RESEARCH into feeding developmental molasses-based supplements to pregnant cows in the north has come up with a surprising lack of reproductive response which scientists say is not easily explained.
A producer-initiated research study, run on the Lynch family's Stapleton Station at Katherine in the Northern Territory, showed improvements in body score condition in lactating cows did not correspond with either an increase in percentage of cows pregnant while lactating or a reduction in calf loss. This was the case even though approximately 1.2 kilograms a head per day of the product was consumed.
The average live weight of progeny at weaning produced from the cows fed molasses supplements was also similar to those produced from the control cow group.
Some level of nutritional support is provided to all cattle in northern Australia to achieve good levels of production.
Livestock scientist with the Northern Territory Department of Primary Industry and Resources Kieren McCosker said while mineral loose mixes or blocks were typically fed to address nitrogen and phosphorus limitations during the dry and wet seasons in many areas of northern Australia, molasses-based supplements had been widely used for many years in areas close to sugar mills, such as Queensland, and had the added benefit of also supplying an energy supplement.
However, in recent years some producers have been experimenting with incurring additional costs and feeding these supplements in other areas, with the view that if improvements in reproductive performance or live weight gain, reducing the age at turnoff, were observed, overall productivity would be improved, potentially making it cost-effective.

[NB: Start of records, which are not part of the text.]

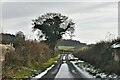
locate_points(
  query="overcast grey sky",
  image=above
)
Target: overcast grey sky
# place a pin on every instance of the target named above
(93, 20)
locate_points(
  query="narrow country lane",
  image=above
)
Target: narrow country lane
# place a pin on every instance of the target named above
(63, 70)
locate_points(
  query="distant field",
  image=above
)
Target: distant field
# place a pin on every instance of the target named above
(65, 47)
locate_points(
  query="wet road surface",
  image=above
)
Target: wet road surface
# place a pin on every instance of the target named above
(64, 70)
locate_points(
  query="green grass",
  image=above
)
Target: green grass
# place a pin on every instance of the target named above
(65, 47)
(26, 72)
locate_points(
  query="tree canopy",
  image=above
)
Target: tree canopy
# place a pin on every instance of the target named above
(52, 26)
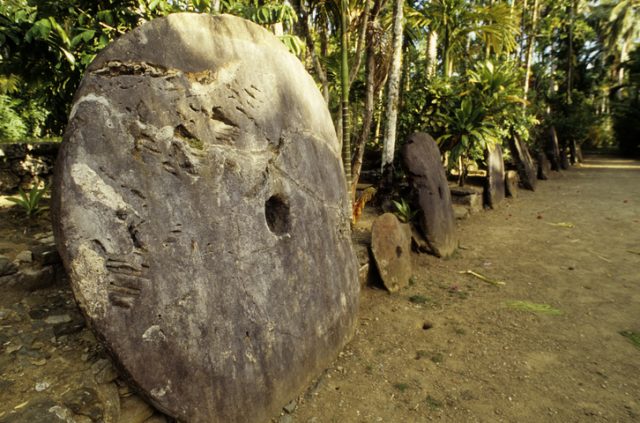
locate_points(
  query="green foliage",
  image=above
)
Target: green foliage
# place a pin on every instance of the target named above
(626, 110)
(534, 307)
(30, 201)
(403, 211)
(573, 121)
(12, 127)
(633, 337)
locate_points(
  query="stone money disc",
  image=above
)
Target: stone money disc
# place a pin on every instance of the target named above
(201, 212)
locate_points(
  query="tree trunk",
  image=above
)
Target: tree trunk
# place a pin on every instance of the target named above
(570, 70)
(215, 7)
(369, 96)
(394, 86)
(305, 30)
(344, 84)
(531, 41)
(432, 54)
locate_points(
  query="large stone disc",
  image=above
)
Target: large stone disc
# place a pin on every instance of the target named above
(494, 186)
(201, 211)
(421, 160)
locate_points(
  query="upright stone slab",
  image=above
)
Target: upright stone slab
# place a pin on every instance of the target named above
(544, 166)
(524, 163)
(421, 159)
(201, 211)
(494, 188)
(552, 149)
(511, 182)
(564, 159)
(391, 248)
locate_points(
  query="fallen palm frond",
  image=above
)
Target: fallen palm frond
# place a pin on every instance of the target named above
(358, 206)
(482, 277)
(562, 224)
(600, 257)
(534, 307)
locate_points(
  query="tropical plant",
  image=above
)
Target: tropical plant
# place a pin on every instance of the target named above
(30, 201)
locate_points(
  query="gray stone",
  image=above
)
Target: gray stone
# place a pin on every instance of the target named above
(84, 402)
(511, 182)
(544, 166)
(33, 278)
(201, 212)
(38, 410)
(7, 267)
(524, 163)
(494, 188)
(46, 254)
(57, 318)
(552, 149)
(134, 410)
(460, 212)
(467, 196)
(24, 256)
(421, 159)
(156, 418)
(391, 248)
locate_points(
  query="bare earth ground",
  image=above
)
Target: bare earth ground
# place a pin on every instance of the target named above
(449, 347)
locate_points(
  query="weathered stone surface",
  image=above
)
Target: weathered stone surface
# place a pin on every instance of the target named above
(494, 187)
(524, 163)
(544, 166)
(564, 159)
(467, 196)
(391, 248)
(7, 267)
(552, 149)
(201, 211)
(460, 212)
(421, 159)
(35, 277)
(511, 182)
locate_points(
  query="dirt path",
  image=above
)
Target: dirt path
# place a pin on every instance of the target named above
(485, 361)
(450, 347)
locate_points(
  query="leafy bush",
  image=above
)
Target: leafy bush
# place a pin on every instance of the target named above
(30, 201)
(12, 127)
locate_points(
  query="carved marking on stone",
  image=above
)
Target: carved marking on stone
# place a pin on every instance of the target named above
(95, 188)
(126, 282)
(116, 68)
(88, 98)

The molasses product formulation used in this study included additives aiming to alter the dietary cation-anion difference (DCAD) to aid mobilisation of calcium, phosphorus and other nutrients.
It included urea during the dry season and then phosphorus during the wet season.

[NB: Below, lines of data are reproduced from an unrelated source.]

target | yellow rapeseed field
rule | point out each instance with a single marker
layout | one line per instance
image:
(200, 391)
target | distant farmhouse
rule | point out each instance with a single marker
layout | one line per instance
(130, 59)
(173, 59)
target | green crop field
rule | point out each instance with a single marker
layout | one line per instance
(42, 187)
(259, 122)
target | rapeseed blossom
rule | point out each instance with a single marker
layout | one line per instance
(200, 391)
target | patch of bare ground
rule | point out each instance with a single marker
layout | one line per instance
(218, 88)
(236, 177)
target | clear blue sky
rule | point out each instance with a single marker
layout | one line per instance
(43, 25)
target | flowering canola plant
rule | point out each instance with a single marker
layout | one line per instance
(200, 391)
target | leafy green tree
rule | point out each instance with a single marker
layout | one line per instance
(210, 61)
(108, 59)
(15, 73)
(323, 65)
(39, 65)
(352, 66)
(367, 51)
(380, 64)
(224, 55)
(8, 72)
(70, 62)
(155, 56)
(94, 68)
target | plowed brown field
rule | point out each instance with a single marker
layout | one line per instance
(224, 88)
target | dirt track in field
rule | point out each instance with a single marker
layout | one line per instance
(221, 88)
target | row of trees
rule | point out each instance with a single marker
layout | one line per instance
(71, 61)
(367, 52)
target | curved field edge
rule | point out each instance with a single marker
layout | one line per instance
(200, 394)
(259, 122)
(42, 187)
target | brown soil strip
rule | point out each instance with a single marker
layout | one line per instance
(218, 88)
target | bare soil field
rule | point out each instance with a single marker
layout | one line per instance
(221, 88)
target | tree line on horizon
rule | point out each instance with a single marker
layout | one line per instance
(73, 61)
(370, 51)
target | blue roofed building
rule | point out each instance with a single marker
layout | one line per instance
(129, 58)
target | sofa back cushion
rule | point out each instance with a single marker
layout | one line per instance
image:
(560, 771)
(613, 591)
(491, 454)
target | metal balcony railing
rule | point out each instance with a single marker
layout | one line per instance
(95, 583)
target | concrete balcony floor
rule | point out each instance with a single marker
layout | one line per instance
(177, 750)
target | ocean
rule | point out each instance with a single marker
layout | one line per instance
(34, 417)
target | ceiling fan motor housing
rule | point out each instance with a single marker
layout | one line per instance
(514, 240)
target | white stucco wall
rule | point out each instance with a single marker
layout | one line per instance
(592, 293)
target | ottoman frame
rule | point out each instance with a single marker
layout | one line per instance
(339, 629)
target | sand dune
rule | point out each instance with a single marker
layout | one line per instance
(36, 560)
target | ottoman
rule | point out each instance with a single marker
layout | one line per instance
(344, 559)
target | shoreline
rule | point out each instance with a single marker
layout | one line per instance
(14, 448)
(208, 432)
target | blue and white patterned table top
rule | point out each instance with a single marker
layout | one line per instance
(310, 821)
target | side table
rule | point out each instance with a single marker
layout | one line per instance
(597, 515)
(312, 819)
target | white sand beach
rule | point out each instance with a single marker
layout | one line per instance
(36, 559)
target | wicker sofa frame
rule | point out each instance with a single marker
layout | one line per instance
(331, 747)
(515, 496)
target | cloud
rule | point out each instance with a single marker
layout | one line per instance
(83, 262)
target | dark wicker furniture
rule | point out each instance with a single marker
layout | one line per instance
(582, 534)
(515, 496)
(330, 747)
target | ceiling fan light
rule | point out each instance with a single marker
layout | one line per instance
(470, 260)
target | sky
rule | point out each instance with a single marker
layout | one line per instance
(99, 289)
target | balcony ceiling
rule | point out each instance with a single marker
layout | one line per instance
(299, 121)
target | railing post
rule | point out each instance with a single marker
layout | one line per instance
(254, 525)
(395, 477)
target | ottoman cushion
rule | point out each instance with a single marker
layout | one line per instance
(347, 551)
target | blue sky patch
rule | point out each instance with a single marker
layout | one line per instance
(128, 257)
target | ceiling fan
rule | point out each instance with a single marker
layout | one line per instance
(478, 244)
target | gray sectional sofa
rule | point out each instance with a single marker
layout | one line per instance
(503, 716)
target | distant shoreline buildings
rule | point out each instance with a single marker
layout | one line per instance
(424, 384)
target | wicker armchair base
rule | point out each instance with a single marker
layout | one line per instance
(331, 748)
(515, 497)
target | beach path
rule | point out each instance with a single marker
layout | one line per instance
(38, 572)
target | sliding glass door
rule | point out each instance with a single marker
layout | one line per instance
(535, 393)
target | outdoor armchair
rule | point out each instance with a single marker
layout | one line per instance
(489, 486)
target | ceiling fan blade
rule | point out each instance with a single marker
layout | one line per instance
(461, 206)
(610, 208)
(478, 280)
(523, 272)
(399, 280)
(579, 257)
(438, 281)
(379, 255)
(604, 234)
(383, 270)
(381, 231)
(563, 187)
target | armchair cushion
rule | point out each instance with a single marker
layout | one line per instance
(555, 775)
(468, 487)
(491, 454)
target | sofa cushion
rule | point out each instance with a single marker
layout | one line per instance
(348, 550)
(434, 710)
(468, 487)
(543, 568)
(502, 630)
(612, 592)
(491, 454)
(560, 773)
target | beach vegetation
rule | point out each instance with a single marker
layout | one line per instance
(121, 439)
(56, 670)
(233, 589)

"It requires further investigation, and is under commercial control, but it is speculated the DCAD may have exceeded the desired range and had a deleterious effect," Dr McCosker said.
In the study, conducted with co-investment from Meat & Livestock Australia, 500 pregnant Bos indicus cows were randomly allocated to two groups.

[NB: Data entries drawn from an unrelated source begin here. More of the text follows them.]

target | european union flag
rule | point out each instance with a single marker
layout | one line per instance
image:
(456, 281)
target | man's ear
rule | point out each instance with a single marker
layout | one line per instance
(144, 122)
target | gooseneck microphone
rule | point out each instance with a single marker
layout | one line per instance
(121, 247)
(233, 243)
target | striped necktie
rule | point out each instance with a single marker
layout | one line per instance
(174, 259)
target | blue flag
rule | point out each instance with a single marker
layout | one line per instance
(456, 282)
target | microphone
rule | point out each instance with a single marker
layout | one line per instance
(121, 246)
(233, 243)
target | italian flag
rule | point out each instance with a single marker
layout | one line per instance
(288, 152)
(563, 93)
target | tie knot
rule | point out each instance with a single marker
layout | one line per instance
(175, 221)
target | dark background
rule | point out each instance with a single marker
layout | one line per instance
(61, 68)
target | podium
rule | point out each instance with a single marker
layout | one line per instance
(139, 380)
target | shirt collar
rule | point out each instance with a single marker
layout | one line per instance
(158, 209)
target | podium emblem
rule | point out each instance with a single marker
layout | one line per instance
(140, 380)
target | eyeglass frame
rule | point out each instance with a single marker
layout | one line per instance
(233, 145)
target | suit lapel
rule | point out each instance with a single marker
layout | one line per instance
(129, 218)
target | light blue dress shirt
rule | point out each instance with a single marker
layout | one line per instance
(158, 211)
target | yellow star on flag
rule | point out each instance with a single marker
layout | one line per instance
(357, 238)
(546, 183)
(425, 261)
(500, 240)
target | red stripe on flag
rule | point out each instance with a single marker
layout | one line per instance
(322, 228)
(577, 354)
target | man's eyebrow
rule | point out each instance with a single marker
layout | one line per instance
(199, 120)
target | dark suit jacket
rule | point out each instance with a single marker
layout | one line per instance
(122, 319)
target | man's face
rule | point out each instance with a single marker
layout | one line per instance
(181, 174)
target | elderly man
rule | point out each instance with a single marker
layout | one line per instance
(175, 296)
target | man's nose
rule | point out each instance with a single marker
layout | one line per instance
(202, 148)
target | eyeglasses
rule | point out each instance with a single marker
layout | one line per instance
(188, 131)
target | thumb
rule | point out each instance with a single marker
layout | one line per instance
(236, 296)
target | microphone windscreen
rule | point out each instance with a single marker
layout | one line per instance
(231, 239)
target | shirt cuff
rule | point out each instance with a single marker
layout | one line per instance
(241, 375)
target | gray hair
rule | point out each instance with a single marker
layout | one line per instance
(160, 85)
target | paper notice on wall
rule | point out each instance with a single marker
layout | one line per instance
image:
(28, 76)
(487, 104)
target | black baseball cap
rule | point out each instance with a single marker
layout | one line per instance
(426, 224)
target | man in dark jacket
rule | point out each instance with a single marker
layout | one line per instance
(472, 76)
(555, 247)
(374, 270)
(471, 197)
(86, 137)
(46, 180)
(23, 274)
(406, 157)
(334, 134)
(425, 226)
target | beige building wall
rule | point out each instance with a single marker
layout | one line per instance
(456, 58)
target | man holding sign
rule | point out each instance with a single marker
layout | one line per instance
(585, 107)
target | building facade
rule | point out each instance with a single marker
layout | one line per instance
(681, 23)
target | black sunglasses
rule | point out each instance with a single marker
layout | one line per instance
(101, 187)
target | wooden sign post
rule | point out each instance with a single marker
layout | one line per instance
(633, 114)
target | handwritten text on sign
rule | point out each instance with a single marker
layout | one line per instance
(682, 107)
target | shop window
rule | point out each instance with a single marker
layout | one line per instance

One group received a loose-lick mineral supplement, the other a molasses-based supplement.
They grazed adjacent, native pasture paddocks and were managed the same way apart from their supplementation.
Stocking rates were 3.8 livestock units per square kilometre of watered area.
The loose-lick group had adlib access and intakes averaged 200 grams per head during the dry season and 60g in the wet season.
The molasses group intake averaged 1.26kg/head across both seasons.
At the weaning muster, body condition score, lactation and pregnancy status were assessed.
The average weaner production across both groups was 145.3kg per cow.
The body score condition of the molasses group of lactating cows was 3.33, against the loose lick 3.38.
The average live weight of weaners was also similar at 167.9 for the molasses group versus 166.2kg for the control group.
Dr McCosker said the average live weight of non-lactating molasses group cows tended to be heavier, although it was not statistically significant.
The slight increase in body reserves indicated only a small improvement in energy supply, he said.
"While the results are somewhat disappointing, this research is a good demonstration of producers engaging in research and during the development stages of commercial products," Dr McCosker said.
"The department will continue to support the producer and the commercial supplier as previous studies have demonstrated that improvement in energy supply can have substantial gains in reproductive response."